3) Direct inference can be done meaningfully only if the JSON schema is well defined. i.e. every row has a dictionary of the same keys/values. What we have instead is a CSV parser (that can read JSON quite well as it turns out), a native dictionary and list type (both which are "schema-free" and supports arbitrarily recursive types), and operators that let you but bulk manipulation on these types (unpacking dictionaries/lists, packing them, stacking them, etc). This is somewhat more flexible and allows us to handle some really really irregular JSON schemas we have encountered.
(One of the stranger ones is a JSON object where one of the string fields is itself a JSON escaped as string.

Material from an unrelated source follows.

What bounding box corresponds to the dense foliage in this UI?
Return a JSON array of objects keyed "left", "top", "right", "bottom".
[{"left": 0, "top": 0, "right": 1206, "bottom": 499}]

This is easy to convert with what we have since sf['string_column'].astype(dict) performs a full "JSON-like" parse on each cell. (Really our parser handles a superset of JSON).
For now I think our SFrame has a somewhat richer API surface area (at least for interesting types), though your Dataframe have nicer connectors as well as distributed execution. In any case we have also added a query planner/optimizer and this allows us to look into retargetable backends too :-) So real execution architecture differences may start to fade over time.